La carrera de Alexandra Gluck ilustra vívidamente el camino de una creadora independiente. Trabajando en las fragancias de Mazhu Kozhu, ayudó a dar forma a la identidad de esta joven y atrevida marca creando perfumes que conectaron instantáneamente con el público. Al mismo tiempo, el desarrollo de su marca personal, Alexandra Gluck, permitió a la perfumista experimentar con temas más íntimos y personales, consolidando su reputación no solo como «nariz», sino como verdadera autora y artista.
El estilo de Alexandra Gluck puede describirse como poético y concreto. Traduce magistralmente imágenes específicas en acordes: la fría suavidad de los minerales, la atmósfera de los parques urbanos o el sabor de las conservas caseras. Su estilo de perfumería se basa a menudo en el contraste: entre la fresca transparencia y la cálida dulzura de las bayas, entre la austeridad de la piedra y la ternura de los tilos en flor. Es esta dualidad reconocible la que hace que sus perfumes sean tan cautivadores y multifacéticos.
Entre el legado de Alexandra Gluck, destacan especialmente las fragancias de culto que se han convertido en éxitos entre los conocedores. En su línea insignia Alexandra Gluck, la minimalista y fresca Apatite, la cálida y amaderada Unakite y la melancólica y verde Fili (Fili) se han convertido en las favoritas indiscutibles de la comunidad. La fragancia Sokolniki (Sokolniki), dedicada al parque del mismo nombre, y la vigorizante Pyrite (Pyrite) también se encuentran entre sus obras icónicas.

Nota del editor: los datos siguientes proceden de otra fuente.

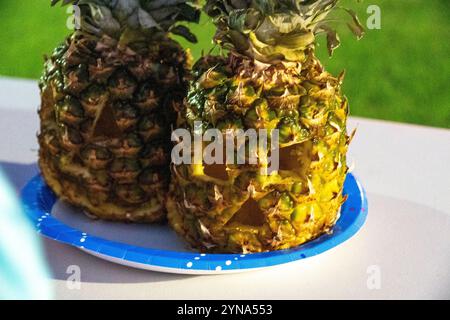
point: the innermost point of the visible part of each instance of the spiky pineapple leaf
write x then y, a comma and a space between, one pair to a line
114, 17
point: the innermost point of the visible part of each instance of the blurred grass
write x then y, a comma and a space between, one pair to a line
398, 73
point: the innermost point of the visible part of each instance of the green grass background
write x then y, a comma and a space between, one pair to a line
399, 73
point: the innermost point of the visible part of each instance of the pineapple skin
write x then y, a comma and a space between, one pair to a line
242, 210
106, 111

Para la marca Mazhu Kozhu, la perfumista ha creado auténticos éxitos de ventas que encabezan regularmente las clasificaciones. La brillante y jugosa Cranberry Jam y la chispeante Berry Cocktail se han ganado el corazón de los amantes de las composiciones afrutadas y dulces. Tampoco han pasado desapercibidas obras tan originales como la especiada y ambarina Tourmaline y la sensual Carnelian.
Las fragancias de Alexandra Gluck son muy populares y se comentan activamente en los foros de perfumería. Los usuarios destacan su alta calidad, sus conceptos originales y su asombrosa capacidad para evocar asociaciones y recuerdos vívidos. Sus obras reciben regularmente altas calificaciones, y perfumes como Cranberry Jam y Apatite ya se consideran clásicos modernos en su nicho. La contribución de Alexandra al desarrollo de la escena perfumística rusa moderna no puede sobreestimarse: sigue inspirando y sorprendiendo, creando fragancias verdaderamente conmovedoras y memorables.